Quarantine has blurred the line between hoarding and preparedness.
“With this virus going around at first everybody was taking stuff off the shelves and buying everything in sight,” Becky told me. “We had it, so we didn’t have to go out and buy a lot of stuff.”
“We’ll go buy one package of toilet paper,” Andy added. “People go in and buy 10.”
According to Snohomish County property records, the Otters’ Marysville home sold for $59,000 in 1986 and it has a Zillow estimate of $340,276.
The city continues to monitor the property since 250 tons were hauled away two years ago.
“Right now they are inside compliance,” Cmdr. Thomas said. “We are seeing some evidence of stuff being stored on the property, but not enough that would warrant us re-engaging in an official capacity.”
The back yard now is overgrown with weeds as high as some of the branches on the lace leaf maple, with only a scattering of junk.
“Before the show came in you couldn’t even get weeds to grow. We’ll take the overgrown weeds over the garbage,” Thomas said.
The couch in the side yard that Andy liked to nap on is gone.
The front yard is mowed by a neighbor. Flowers planted by Becky grow by a tree. She was planting more flowers when I was there and Andy was getting others ready to take to a Marysville cemetery where family members are buried.
In some ways, they appear just like any retired couple next door.
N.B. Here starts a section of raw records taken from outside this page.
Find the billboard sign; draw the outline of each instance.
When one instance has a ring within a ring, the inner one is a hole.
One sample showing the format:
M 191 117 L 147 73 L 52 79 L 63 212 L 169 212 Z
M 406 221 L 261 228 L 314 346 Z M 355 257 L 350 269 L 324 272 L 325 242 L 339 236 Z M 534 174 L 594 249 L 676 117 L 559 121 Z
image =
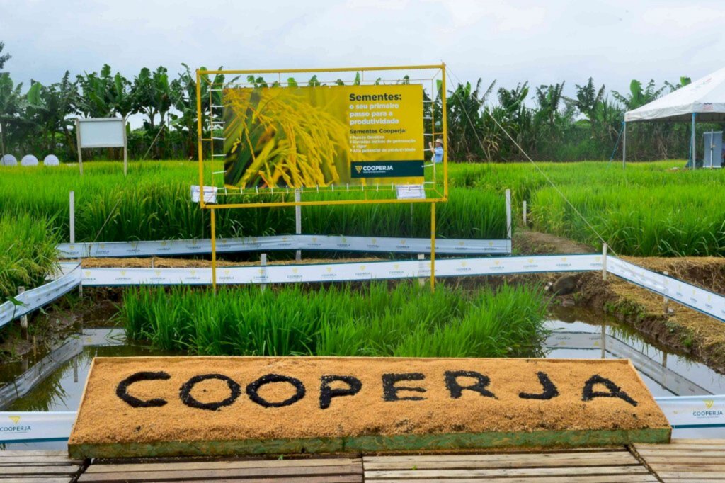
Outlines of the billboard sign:
M 420 84 L 224 89 L 225 184 L 420 184 Z

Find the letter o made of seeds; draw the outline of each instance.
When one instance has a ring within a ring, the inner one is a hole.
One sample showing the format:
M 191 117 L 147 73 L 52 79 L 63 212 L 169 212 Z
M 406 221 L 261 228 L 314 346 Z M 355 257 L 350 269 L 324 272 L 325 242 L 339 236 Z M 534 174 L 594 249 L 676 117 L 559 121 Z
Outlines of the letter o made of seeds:
M 266 399 L 260 397 L 258 392 L 262 386 L 272 382 L 286 382 L 290 384 L 294 387 L 297 392 L 294 393 L 294 395 L 280 402 L 270 402 Z M 265 374 L 246 387 L 246 395 L 249 397 L 249 399 L 262 408 L 289 406 L 304 397 L 304 384 L 302 384 L 302 381 L 294 377 L 281 376 L 280 374 Z
M 217 402 L 202 402 L 191 396 L 191 389 L 198 383 L 202 381 L 206 381 L 207 379 L 219 379 L 220 381 L 223 381 L 227 383 L 227 386 L 229 387 L 229 397 L 224 400 L 219 401 Z M 239 387 L 239 384 L 234 382 L 233 379 L 223 374 L 200 374 L 199 376 L 194 376 L 188 381 L 184 383 L 181 388 L 179 389 L 179 397 L 181 399 L 181 402 L 189 408 L 196 408 L 196 409 L 206 409 L 207 410 L 215 411 L 220 408 L 223 408 L 224 406 L 228 406 L 236 400 L 236 398 L 239 397 L 241 393 L 241 389 Z

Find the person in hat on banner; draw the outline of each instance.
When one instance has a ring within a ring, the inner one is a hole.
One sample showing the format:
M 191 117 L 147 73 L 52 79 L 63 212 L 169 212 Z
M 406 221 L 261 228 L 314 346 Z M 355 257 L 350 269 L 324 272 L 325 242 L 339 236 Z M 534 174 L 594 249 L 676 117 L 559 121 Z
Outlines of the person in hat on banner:
M 431 157 L 431 160 L 433 162 L 443 162 L 443 139 L 438 138 L 436 139 L 436 146 L 433 146 L 433 143 L 428 143 L 429 146 L 426 151 L 432 151 L 433 156 Z

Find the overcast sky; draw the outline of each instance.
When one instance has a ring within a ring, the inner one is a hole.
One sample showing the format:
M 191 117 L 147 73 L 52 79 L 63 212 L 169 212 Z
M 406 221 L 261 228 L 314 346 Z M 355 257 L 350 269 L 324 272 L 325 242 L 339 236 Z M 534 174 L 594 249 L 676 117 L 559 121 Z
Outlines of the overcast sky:
M 445 62 L 513 87 L 676 81 L 723 67 L 725 1 L 0 0 L 5 70 L 25 83 L 104 63 L 325 67 Z

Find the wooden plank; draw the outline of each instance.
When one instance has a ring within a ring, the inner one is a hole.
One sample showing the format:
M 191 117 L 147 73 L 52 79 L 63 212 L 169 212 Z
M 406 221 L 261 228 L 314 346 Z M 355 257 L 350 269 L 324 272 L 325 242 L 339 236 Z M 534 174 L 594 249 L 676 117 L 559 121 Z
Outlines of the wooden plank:
M 241 439 L 236 441 L 166 441 L 69 444 L 72 458 L 128 458 L 249 454 L 299 454 L 352 451 L 431 451 L 510 447 L 572 447 L 667 442 L 669 429 L 535 431 L 531 432 L 395 434 L 342 438 Z
M 465 470 L 399 470 L 367 471 L 365 479 L 380 478 L 452 478 L 504 476 L 576 476 L 579 475 L 649 474 L 644 466 L 595 466 L 576 468 L 502 468 L 499 469 Z
M 481 454 L 463 454 L 450 455 L 447 453 L 437 455 L 391 455 L 388 456 L 362 456 L 362 463 L 365 464 L 372 463 L 403 463 L 403 462 L 433 462 L 433 461 L 479 461 L 485 460 L 500 461 L 500 460 L 516 460 L 518 458 L 526 458 L 534 456 L 542 457 L 547 460 L 568 460 L 573 458 L 605 458 L 616 455 L 631 456 L 626 450 L 621 449 L 610 451 L 585 451 L 574 452 L 564 451 L 561 453 L 553 453 L 550 451 L 542 453 L 481 453 Z
M 362 475 L 323 476 L 285 476 L 281 478 L 244 478 L 239 479 L 215 479 L 214 483 L 362 483 Z M 481 480 L 478 480 L 478 483 Z M 163 482 L 160 483 L 164 483 Z M 399 483 L 399 482 L 398 482 Z M 438 482 L 437 483 L 440 483 Z
M 10 456 L 0 458 L 0 467 L 17 465 L 80 465 L 83 460 L 71 460 L 67 456 Z
M 360 466 L 307 466 L 283 468 L 244 468 L 232 469 L 189 470 L 187 471 L 133 471 L 130 473 L 83 473 L 79 482 L 185 482 L 238 477 L 317 476 L 361 475 Z
M 702 478 L 668 478 L 667 483 L 713 483 L 717 480 L 703 479 Z
M 634 448 L 640 455 L 662 455 L 663 456 L 681 456 L 692 455 L 693 456 L 707 456 L 708 458 L 718 458 L 725 455 L 725 450 L 682 450 L 679 448 L 672 448 L 661 450 L 659 448 Z
M 639 462 L 632 455 L 616 455 L 614 457 L 598 458 L 588 456 L 585 458 L 573 458 L 570 459 L 549 459 L 542 458 L 544 455 L 518 455 L 524 456 L 517 458 L 486 458 L 480 460 L 448 461 L 386 461 L 381 463 L 363 463 L 365 470 L 376 469 L 410 469 L 415 467 L 418 469 L 431 469 L 436 468 L 521 468 L 524 466 L 551 467 L 551 466 L 614 466 L 639 465 Z
M 725 466 L 722 464 L 658 464 L 652 465 L 657 471 L 710 471 L 721 474 L 725 479 Z
M 8 456 L 62 456 L 68 457 L 68 452 L 62 450 L 8 450 L 0 451 L 0 458 Z
M 28 476 L 25 478 L 25 476 L 4 476 L 0 475 L 0 482 L 7 481 L 6 478 L 10 479 L 10 481 L 14 482 L 15 483 L 69 483 L 72 479 L 71 476 L 66 476 L 65 478 L 47 478 L 46 476 L 43 477 L 33 477 Z M 246 483 L 246 482 L 245 482 Z
M 187 471 L 189 470 L 234 469 L 242 468 L 305 468 L 310 466 L 360 466 L 359 458 L 299 460 L 240 460 L 235 461 L 180 461 L 178 463 L 142 463 L 92 464 L 86 473 L 128 473 L 133 471 Z M 362 468 L 362 466 L 360 466 Z
M 672 445 L 717 445 L 725 447 L 725 439 L 687 439 L 676 438 L 672 439 Z
M 716 482 L 725 480 L 725 473 L 708 473 L 707 471 L 657 471 L 657 474 L 666 482 L 669 482 L 670 479 L 675 478 L 687 479 L 688 482 L 691 482 L 695 478 Z
M 687 451 L 725 451 L 725 445 L 679 445 L 677 443 L 670 443 L 669 445 L 648 445 L 643 443 L 635 443 L 634 447 L 639 450 L 658 450 L 660 451 L 672 451 L 674 450 Z
M 551 483 L 559 483 L 562 480 L 551 478 Z M 548 482 L 549 479 L 542 479 L 538 476 L 532 476 L 529 478 L 452 478 L 445 479 L 440 479 L 439 478 L 436 479 L 415 479 L 415 483 L 442 483 L 445 482 L 445 483 L 542 483 L 542 482 Z M 404 479 L 365 479 L 365 481 L 374 482 L 375 483 L 400 483 L 401 482 L 405 481 Z M 653 475 L 613 475 L 613 476 L 567 476 L 567 483 L 657 483 L 659 480 L 657 479 Z M 215 483 L 217 483 L 215 482 Z M 246 483 L 245 480 L 244 483 Z M 708 483 L 712 483 L 712 481 Z
M 8 475 L 22 475 L 22 474 L 74 474 L 78 471 L 79 467 L 75 465 L 62 465 L 53 466 L 4 466 L 1 471 L 4 476 Z
M 687 456 L 647 456 L 646 461 L 651 465 L 668 463 L 681 465 L 725 465 L 725 459 L 695 455 Z

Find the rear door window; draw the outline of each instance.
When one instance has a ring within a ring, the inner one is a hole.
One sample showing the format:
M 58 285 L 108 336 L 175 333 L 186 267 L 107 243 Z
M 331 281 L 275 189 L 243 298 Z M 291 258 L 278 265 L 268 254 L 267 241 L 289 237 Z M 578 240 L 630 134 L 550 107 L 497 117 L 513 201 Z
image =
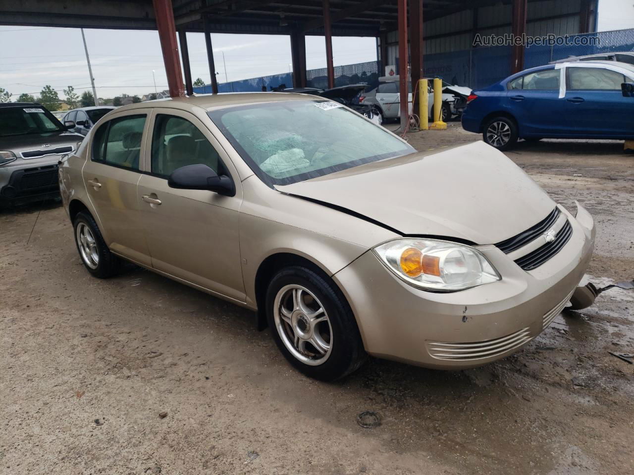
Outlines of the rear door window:
M 97 129 L 93 142 L 93 160 L 107 165 L 139 170 L 141 139 L 146 115 L 112 119 Z
M 570 91 L 620 91 L 625 76 L 602 68 L 568 68 Z

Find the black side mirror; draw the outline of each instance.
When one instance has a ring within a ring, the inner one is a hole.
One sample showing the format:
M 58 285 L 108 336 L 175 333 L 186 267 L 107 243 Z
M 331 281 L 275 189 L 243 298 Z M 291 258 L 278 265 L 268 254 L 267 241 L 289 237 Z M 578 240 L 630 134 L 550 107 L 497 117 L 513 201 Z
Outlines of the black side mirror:
M 218 194 L 235 196 L 235 186 L 231 177 L 221 175 L 202 163 L 176 168 L 167 179 L 167 186 L 180 189 L 207 189 Z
A mantle clock atop a weathered outside table chimes on the quarter hour. Becky said they had 18 clocks before “Hoarders” came through.
Andy said they didn’t receive any money for being on “Hoarders,” which covered the cost of removal and brought in a psychologist and an extreme cleaning expert.
They haven’t seen the show.
“We don’t have cable,” Andy said.
Becky said she can’t understand why people watch “Hoarders.”
“They’ve got a funny idea of entertainment,” she said.